Als ich ihn fragte, ob er seine Art sich auszudrücken aus Büchern habe, die ich mir vielleicht irgendwo aus einer Leihbibliothek verschaffen könne, lächelte er wohlgefällig und meinte, solche Redeweise lasse sich nicht aus Büchern lernen. Nur wer mit dem Blitz vertraut sei, dürfe es wagen, sich ungestraft seiner Unterhaltungsform zu bedienen. Dann machte er einen ungefähren Anschlag und versicherte, wenn noch acht Blitzableiter über das Dach verteilt würden, so ließe sich mein Zweck wohl erreichen; mit fünfhundert Fuß des Leitungsmaterials dächte er auszukommen. Bei den ersten acht hätte er sich nämlich etwas verrechnet – nur um eine Kleinigkeit, etwa um hundert Fuß, genau könne er es noch nicht angeben. Ich sagte ihm, ich sei in schrecklicher Eile und wünsche das Geschäft schnell abzumachen, um wieder an meine Arbeit zu kommen. Da entgegnete er: »Einen Augenblick habe ich wohl daran gedacht, die acht Blitzableiter aufzubringen und dann ruhig meiner Wege zu gehen. Mancher würde vielleicht an meiner Stelle so gehandelt haben, aber ich sagte mir: »Nein, ich kenne den Mann nicht und lieber möchte ich sterben, als einen Fremdling ins Unglück stürzen. Auf dem Haus sind noch nicht genug Blitzableiter und ich rühre mich nicht vom Platz, bis ich ihm das gesagt habe und also gethan, was ich wünschte, daß man mir in demselben Falle thäte. – Fremdling meine Pflicht ist erfüllt!
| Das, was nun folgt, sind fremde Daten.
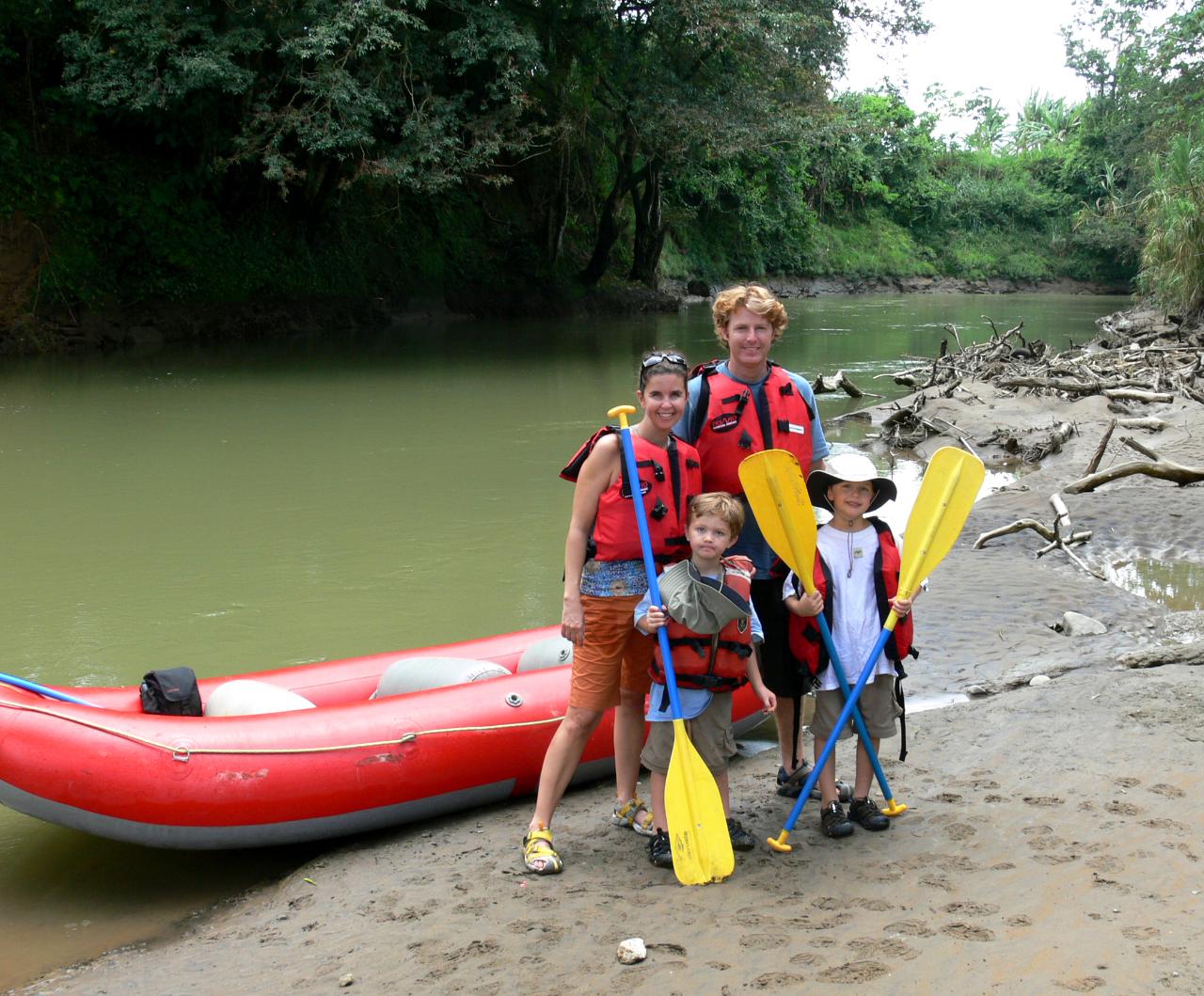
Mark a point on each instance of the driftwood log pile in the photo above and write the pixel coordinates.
(1150, 368)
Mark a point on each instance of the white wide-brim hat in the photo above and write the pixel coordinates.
(849, 466)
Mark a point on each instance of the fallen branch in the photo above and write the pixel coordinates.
(1100, 450)
(1061, 536)
(841, 381)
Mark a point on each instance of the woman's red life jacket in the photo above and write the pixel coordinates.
(732, 420)
(714, 661)
(669, 479)
(803, 632)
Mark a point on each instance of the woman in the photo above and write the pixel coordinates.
(605, 579)
(737, 407)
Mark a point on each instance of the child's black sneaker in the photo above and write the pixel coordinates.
(867, 815)
(740, 838)
(833, 821)
(791, 784)
(658, 850)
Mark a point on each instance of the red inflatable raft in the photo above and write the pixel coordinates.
(338, 761)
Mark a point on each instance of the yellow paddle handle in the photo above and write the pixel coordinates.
(779, 844)
(911, 577)
(803, 571)
(622, 412)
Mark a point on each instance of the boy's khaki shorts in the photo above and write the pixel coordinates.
(614, 654)
(710, 733)
(877, 704)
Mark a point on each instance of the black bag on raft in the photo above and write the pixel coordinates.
(171, 692)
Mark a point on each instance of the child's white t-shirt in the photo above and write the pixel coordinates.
(856, 627)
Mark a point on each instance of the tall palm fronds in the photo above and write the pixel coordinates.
(1173, 211)
(1044, 120)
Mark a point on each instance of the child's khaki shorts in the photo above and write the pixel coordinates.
(877, 704)
(710, 733)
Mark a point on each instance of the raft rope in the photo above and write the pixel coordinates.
(184, 752)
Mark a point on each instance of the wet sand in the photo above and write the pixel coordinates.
(1052, 840)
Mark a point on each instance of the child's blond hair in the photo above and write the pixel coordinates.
(721, 505)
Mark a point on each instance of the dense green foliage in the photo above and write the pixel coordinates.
(218, 151)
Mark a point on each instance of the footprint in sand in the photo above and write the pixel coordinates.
(911, 928)
(882, 947)
(1082, 986)
(971, 909)
(808, 957)
(854, 972)
(967, 931)
(764, 942)
(1162, 823)
(777, 980)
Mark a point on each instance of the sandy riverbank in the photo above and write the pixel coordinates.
(1052, 842)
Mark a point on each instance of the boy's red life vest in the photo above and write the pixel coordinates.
(803, 632)
(714, 661)
(669, 479)
(732, 421)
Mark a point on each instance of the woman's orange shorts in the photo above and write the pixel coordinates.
(614, 654)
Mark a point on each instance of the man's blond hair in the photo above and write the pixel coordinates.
(756, 299)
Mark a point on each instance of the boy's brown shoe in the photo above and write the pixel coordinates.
(867, 815)
(833, 821)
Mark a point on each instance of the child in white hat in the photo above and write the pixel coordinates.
(856, 579)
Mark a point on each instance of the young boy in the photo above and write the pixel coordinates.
(856, 580)
(713, 634)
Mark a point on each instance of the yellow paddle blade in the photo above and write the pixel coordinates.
(946, 495)
(777, 493)
(699, 837)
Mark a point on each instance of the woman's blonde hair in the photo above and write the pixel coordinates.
(756, 299)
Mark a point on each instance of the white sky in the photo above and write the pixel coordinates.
(1011, 48)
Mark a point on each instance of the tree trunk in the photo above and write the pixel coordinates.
(609, 219)
(650, 228)
(558, 210)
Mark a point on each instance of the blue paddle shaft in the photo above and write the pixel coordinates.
(858, 719)
(850, 703)
(645, 545)
(50, 692)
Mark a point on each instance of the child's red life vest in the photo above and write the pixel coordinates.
(714, 661)
(669, 479)
(803, 632)
(732, 421)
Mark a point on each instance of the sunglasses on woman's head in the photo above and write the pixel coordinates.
(674, 359)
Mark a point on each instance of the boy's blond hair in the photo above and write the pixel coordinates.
(756, 299)
(721, 505)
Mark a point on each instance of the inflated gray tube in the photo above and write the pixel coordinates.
(420, 673)
(553, 652)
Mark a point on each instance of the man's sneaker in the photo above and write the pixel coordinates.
(867, 815)
(833, 821)
(791, 784)
(740, 838)
(658, 850)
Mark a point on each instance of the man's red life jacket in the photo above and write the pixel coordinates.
(732, 420)
(803, 632)
(714, 661)
(669, 479)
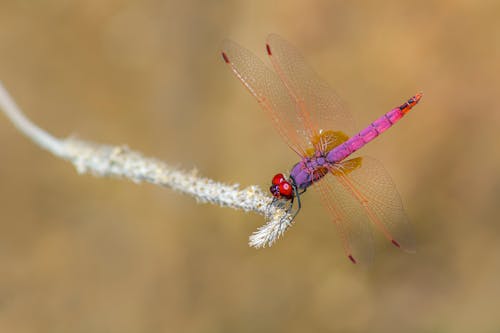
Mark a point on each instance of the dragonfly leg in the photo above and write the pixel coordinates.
(296, 195)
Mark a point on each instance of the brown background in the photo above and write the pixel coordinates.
(81, 254)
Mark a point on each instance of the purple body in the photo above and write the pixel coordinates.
(311, 169)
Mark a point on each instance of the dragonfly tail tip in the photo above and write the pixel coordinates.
(352, 259)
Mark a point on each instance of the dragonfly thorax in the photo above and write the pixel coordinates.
(309, 170)
(281, 188)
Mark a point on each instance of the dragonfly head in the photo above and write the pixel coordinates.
(281, 188)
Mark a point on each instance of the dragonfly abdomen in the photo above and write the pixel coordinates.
(373, 130)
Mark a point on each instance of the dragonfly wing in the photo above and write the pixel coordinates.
(318, 105)
(373, 193)
(265, 85)
(351, 222)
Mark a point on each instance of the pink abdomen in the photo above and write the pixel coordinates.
(379, 126)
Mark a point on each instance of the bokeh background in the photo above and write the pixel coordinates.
(81, 254)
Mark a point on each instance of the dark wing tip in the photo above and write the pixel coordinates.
(396, 243)
(224, 56)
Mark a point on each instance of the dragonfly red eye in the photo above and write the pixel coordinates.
(278, 179)
(285, 189)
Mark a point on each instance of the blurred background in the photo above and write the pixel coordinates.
(81, 254)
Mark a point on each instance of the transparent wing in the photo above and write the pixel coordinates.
(319, 108)
(353, 227)
(373, 194)
(265, 85)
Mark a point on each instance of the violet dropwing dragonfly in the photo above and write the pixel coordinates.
(357, 192)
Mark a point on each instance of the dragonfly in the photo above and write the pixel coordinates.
(357, 192)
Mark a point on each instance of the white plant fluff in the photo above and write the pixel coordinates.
(122, 162)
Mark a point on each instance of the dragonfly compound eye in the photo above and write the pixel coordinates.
(285, 189)
(278, 179)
Wenn der recalcitrante und dephlogistische Himmelsbote Ihr Haus trifft, so – –«

»Schon gut, schon gut,« rief ich; »pflanzen Sie die andern acht auch auf – verwenden Sie meinetwegen noch fünfhundert Fuß spiralförmig gebogene Leitungsstangen; thun Sie, was Sie nicht lassen können; stillen Sie Ihr Sehnen, aber gestatten Sie Ihren Gefühlen nur so weit freien Lauf, als Sie mit dem Wörterbuch reichen können. Wenn wir uns jetzt genügend verständigt haben, möchte ich wieder an meine Arbeit gehen.«

Nun sitze ich schon seit einer vollen Stunde hier und versuche meinen Gedankengang da wieder aufzunehmen, wo ich zuletzt unterbrochen wurde; jetzt endlich ist es mir gelungen, ich fahre also fort:

»diesen großen Gegenstand zu bezwingen, aber selbst die Geistesmächtigsten unter ihnen, haben einen würdigen Gegner an ihm gefunden, der sich nach jeder Niederlage nur um so mutiger erhebt. Der berühmte Confucius sagte, lieber wollte er ein tüchtiger Staatsmann sein, als Polizeipräsident. Cicero hat häufig den Ausspruch gethan, daß die Staatswirtschaft die größte Wirtschaft sei, welche der Mensch imstande sei zu betreiben, und selbst unser Greeley hat im allgemeinen mit Nachdruck angedeutet, daß »Staats –«

Hier ließ mich der Blitzableitermann wieder abrufen und ich ging in einem Gemütszustand hinunter, der an Ungeduld grenzte. Er sagte, daß er untröstlich sei, mich noch einmal stören zu müssen – weit lieber wäre er gestorben. Aber, wenn ihm eine Arbeit übertragen sei, von der man erwarte, daß er sie ordentlich und kunstgerecht ausführe und er nach Vollendung des Werkes, im Begriff sich seiner so wohl verdienten Ruhe und Erholung hinzugeben, noch einen betrachtenden Blick darauf werfe und zu seinem Schrecken gewahr werde, daß alle Berechnungen nicht genau genug gewesen seien und daß das Haus, für welches er ein persönliches Interesse fühle, falls ein Gewitter losbrechen sollte, dastehen werde, ohne auf der Welt einen andern Schutz zu haben als sechzehn Blitzableiter auf dem Dach, ja dann – –

»Kein Wort mehr,« schrie ich in wahnsinniger Erregung, »warum pflanzen Sie nicht hundertfünfzig auf? Zehn Stück auf die Küche, ein Dutzend auf die Scheune, ein paar auf die Kuh, einen auf die Köchin! Spicken Sie das ganze unselige Gebäude damit, bis es aussieht wie ein großes, zinkplattiertes, spiralförmig gewundenes, an den Spitzen versilbertes Stachelschwein. Fort ans Werk! Verbrauchen Sie das sämtliche verfügbare Material und wenn Sie keine Blitzableiter mehr haben, stecken Sie Kolbenstangen auf, Ladestöcke, Wagendeichseln, Meßstangen – kurz alles, was Ihren schrecklichen Hunger nach künstlichen Landschaftsbildern zu stillen vermag, damit mein tobendes Gehirn und meine gemarterte Seele endlich Ruhe und Erlösung finden.«

Völlig ungerührt, lächelte das eiserne Geschöpf nur freundlich, streifte sich die Manschetten vorsorglich zurück und sagte, jetzt wolle er sich dahinter machen, daß es eine Art habe.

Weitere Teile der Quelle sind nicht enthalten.